Polusi udara memberikan dampak kesehatan yang buruk, terutama bagi masyarakat kota besar seperti Nadia dan Putri. Dampak kesehatan yang ditimbulkan oleh polusi udara, di antaranya adalah ISPA, asma, bronkopneumonia, paru-paru basah, hingga serangan jantung.
Setiap hari, masyarakat terpaksa menghirup polusi udara yang diakibatkan oleh tingginya mobilitas dan membludaknya kendaraan bermotor. Data Komite Penghapusan Bensin Bertimbel (KPBB) menunjukkan, emisi kendaraan bermotor menyumbang hingga 47% dari total polusi udara di Jakarta.
Sebagai upaya pengurangan polusi udara, pada September 2022, Pemerintah Provinsi (Pemprov) Jakarta memperkenalkan Strategi Pengendalian Pencemaran Udara (SPPU) untuk meningkatkan kualitas udara Ibu Kota. Pemprov Jakarta juga telah mendeklarasikan dua kawasan rendah emisi atau Low Emission Zone (LEZ), yaitu di kawasan Kota Tua Jakarta dan Tebet Eco Park.
Pada Agustus 2023, ketika dihadapkan dengan krisis polusi udara di Jakarta, Presiden Joko Widodo mengadakan Rapat Kabinet Terbatas yang membahas solusi jangka pendek dan jangka panjang dalam mengatasi polusi udara. Salah satu solusi yang dibahas adalah dengan menekan polusi udara dari sektor transportasi.
Berdasarkan data IQAir, per 11 Oktober 2024, Jakarta menempati posisi ke-17 sebagai kota paling berpolusi di dunia. Pada hari yang sama, Indeks Standar Pencemar Udara (ISPU) Kementerian Lingkungan Hidup dan Kehutanan (KLHK) pada pukul 08.00 WIB mengungkapkan bahwa indeks kualitas udara di Jawa Barat adalah yang terburuk di Indonesia, yaitu sebesar 127.

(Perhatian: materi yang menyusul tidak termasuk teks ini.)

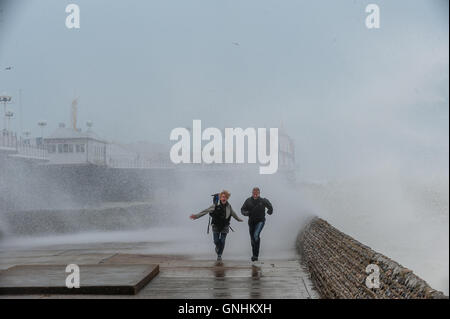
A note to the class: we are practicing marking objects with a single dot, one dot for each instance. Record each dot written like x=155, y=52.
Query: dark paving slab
x=102, y=279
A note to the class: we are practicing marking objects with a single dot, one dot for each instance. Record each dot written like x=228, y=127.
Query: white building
x=69, y=146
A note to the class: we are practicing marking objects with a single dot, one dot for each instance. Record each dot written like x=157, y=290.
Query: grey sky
x=349, y=96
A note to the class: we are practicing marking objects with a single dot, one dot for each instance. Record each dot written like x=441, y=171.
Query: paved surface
x=110, y=279
x=179, y=276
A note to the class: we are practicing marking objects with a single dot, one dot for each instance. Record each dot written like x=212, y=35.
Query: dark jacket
x=255, y=209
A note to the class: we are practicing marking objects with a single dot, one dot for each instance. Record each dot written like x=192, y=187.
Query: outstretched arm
x=203, y=212
x=235, y=216
x=268, y=206
x=244, y=209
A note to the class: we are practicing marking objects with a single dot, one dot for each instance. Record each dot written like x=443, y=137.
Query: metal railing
x=21, y=147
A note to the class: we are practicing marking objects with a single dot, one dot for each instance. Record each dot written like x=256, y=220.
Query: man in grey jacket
x=221, y=215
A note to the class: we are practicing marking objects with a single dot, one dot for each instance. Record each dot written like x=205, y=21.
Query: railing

Sejumlah kota di dunia, termasuk Jakarta, juga sedang berjibaku memperbaiki kualitas udaranya. Beberapa di antaranya adalah Beijing di Cina dan Delhi di India, yang masing-masing menempati posisi ke-10 dan ke-12 sebagai kota paling berpolusi di dunia, berdasarkan data IQAir pada 11 Oktober 2024.
Kedua kota ini memiliki kesamaan dengan Jakarta, yaitu memiliki tingkat kepadatan penduduk yang tinggi dan lalu lintas yang padat. Namun, Beijing dan Delhi memiliki formulasi yang mampu menekan polusi udara secara signifikan.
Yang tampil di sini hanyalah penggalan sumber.